Pero también tiene otra utilidad muy importante, como es la de ahorrarnos mucho trabajo a la hora de establecer o de aplicar la verdad de un teorema en un sistema de cálculo formal, el cual puede ser visto a la luz de distintos modelos; así, «cualquier teorema, aunque sea formidablemente largo y difícil (tal vez descubierto también gracias a la ayuda ‘visual’ de un modelo concreto), vale automáticamente (esto es, sin necesidad de repetir la demostración) para todos los modelos correctos con respecto a las reglas de deducción del sistema».

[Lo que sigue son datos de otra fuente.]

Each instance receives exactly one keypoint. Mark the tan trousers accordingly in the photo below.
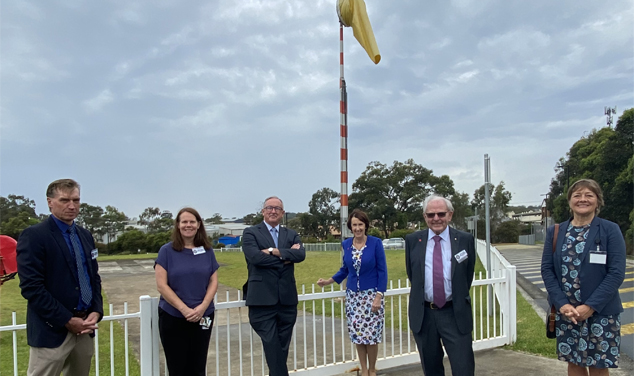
(72, 357)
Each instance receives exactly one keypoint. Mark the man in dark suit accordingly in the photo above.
(271, 252)
(440, 263)
(57, 266)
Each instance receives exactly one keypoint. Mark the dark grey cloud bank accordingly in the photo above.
(218, 104)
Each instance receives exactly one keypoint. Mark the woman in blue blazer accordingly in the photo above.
(582, 278)
(365, 268)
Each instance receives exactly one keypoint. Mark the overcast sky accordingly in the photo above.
(218, 104)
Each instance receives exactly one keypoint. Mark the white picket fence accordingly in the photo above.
(320, 345)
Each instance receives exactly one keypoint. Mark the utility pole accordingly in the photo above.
(487, 213)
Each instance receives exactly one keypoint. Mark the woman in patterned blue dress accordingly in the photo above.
(365, 268)
(582, 278)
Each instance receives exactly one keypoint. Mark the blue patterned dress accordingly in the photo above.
(594, 342)
(364, 326)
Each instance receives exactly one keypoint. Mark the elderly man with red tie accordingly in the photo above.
(440, 263)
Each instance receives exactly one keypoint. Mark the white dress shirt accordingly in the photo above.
(445, 244)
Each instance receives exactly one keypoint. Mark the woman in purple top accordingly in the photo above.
(187, 280)
(365, 268)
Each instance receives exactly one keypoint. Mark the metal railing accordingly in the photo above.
(320, 344)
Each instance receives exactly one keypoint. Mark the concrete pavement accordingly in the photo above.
(125, 281)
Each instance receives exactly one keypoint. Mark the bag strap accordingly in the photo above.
(553, 311)
(555, 237)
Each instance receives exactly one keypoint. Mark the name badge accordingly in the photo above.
(598, 258)
(461, 256)
(205, 322)
(198, 251)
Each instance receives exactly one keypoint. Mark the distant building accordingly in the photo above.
(229, 240)
(527, 217)
(226, 229)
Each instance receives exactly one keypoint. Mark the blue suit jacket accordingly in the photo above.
(271, 279)
(373, 272)
(48, 279)
(461, 277)
(599, 282)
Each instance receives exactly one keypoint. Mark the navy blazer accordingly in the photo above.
(373, 272)
(48, 280)
(461, 277)
(599, 282)
(271, 279)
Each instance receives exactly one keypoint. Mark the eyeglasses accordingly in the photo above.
(432, 215)
(273, 208)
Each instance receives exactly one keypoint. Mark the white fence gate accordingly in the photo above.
(320, 345)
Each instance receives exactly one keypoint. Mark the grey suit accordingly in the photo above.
(454, 322)
(272, 294)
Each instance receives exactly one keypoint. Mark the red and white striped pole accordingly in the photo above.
(344, 141)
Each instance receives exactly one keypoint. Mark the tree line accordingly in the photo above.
(607, 156)
(393, 196)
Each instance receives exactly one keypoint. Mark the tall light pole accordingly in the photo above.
(608, 112)
(487, 213)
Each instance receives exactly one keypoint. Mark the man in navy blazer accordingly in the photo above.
(440, 263)
(271, 252)
(63, 306)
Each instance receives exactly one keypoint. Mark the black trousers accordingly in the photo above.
(440, 324)
(274, 324)
(185, 344)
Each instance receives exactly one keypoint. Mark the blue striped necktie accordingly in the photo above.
(84, 287)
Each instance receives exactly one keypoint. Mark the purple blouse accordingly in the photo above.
(188, 275)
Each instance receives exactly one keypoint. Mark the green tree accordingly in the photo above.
(12, 205)
(114, 222)
(131, 242)
(324, 209)
(91, 218)
(157, 240)
(462, 209)
(16, 214)
(253, 219)
(13, 227)
(149, 215)
(156, 220)
(305, 224)
(393, 195)
(216, 218)
(605, 155)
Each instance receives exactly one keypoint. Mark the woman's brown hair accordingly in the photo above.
(360, 215)
(593, 186)
(200, 239)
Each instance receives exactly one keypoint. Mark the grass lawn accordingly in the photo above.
(12, 301)
(233, 272)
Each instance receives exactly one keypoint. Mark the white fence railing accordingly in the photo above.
(320, 343)
(500, 266)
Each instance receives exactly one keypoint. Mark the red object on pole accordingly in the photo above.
(343, 109)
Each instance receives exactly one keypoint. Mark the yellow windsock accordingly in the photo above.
(353, 13)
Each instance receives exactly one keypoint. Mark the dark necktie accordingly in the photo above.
(84, 287)
(439, 280)
(274, 235)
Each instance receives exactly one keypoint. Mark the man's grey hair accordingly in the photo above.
(270, 198)
(434, 198)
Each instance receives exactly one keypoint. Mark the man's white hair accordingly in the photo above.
(434, 198)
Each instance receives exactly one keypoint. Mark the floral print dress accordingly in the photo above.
(364, 326)
(594, 342)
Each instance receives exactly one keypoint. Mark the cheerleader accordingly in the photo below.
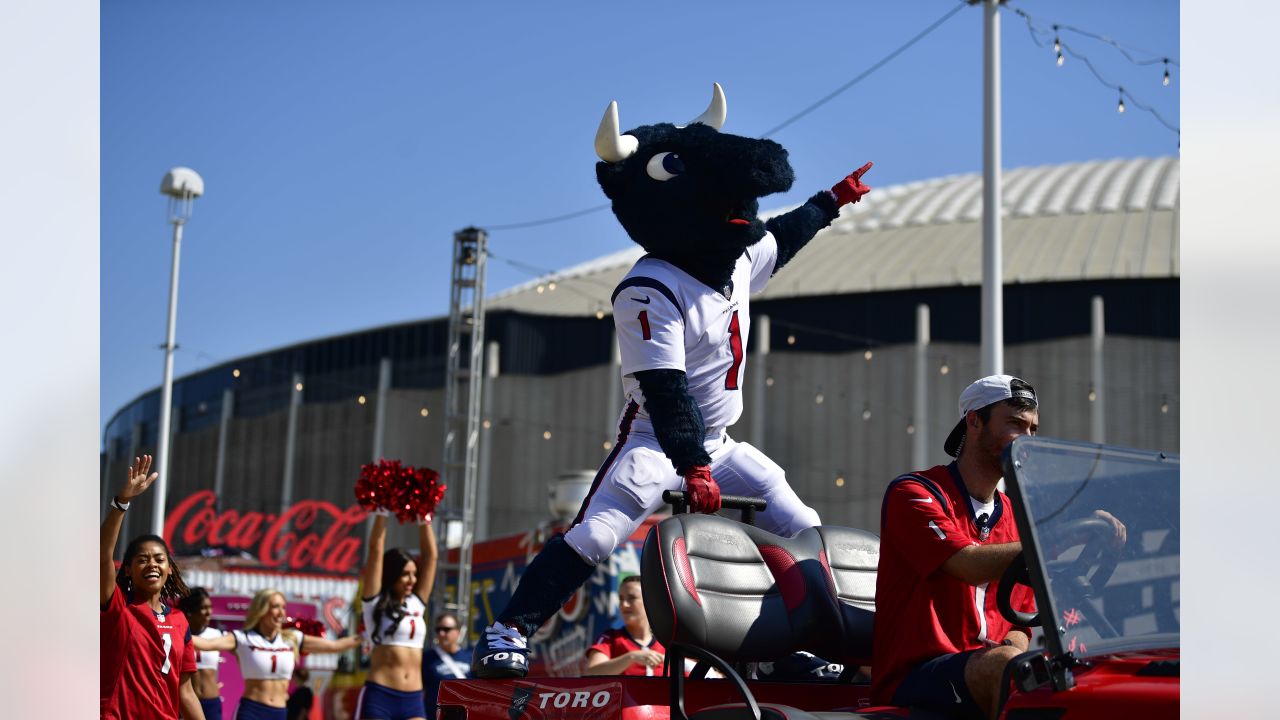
(265, 651)
(197, 607)
(396, 624)
(146, 650)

Esto es especialmente interesante, por dos motivos. Primero porque, para la confección de dicho sistema formal, no viene mal ‘echar mano’ de la experiencia que podamos tener con el entorno o con otros modelos, y que nos sirva para desarrollar ciertos teoremas a los cuales quizás no hubiéramos llegado de no contar con esa experiencia (procedimiento que, como se puede suponer, no es exclusivo, y muy bien los teoremas pueden derivarse según el desarrollo meramente formal, que es de hecho como suele ocurrir). Y el segundo porque, si nos fijamos, no tiene sentido hablar de verdad en el seno de un sistema formal. ¿De qué verdad estamos hablando? En principio, toda verdad lógica es una verdad inherente a un sistema, y sólo concierne a la coherencia interna del mismo. Pero ¿nos referimos a esto cuando hablamos de verdad?, ¿no pensamos en el correlato con la realidad de un pensamiento, o de un juicio? En este sentido y en este contexto, sólo cabría hablar de verdad según la interpretación que se dé a los símbolos y a las reglas del sistema formal; es decir, sólo cabe hablar de verdad cuando los referimos a los modelos, de modo que se puede afirmar que «la utilidad indiscutible del lenguaje matemático se pone de manifiesto sólo cuando éste viene interpretado por los modelos correctos, concretándose así en proposiciones significativas». Ya digo, otra cosa es que dicho modelo tenga que ver algo con la realidad. Nosotros podemos confeccionar un sistema axiomático, coherente en sí mismo, pero que, en definitiva, poco nos diga de la realidad. De eso ya se ocuparán los físicos.

Resuenan aquí las palabras de Russell, cuando dijo que los matemáticos no son sino un conjunto de personas hablando no se sabe de qué, ni sabiendo si lo que dicen es verdadero o no. Lo que hace un sistema formal no es sino establecer un lenguaje depurado de cualquier significado semántico, para quedarse en el mero valor simbólico que el propio creador le haya querido dar, separándolo de cualquier lenguaje al uso. Tendremos así, un sistema formal, coherente en sí mismo, que es susceptible de ser verificado por su consistencia ante modelos… verdaderos. A veces dirigirán el concierto los modelos verdaderos, a veces dirigirá el concierto el sistema formal, ofreciéndonos nuevos modos de comprender lo real.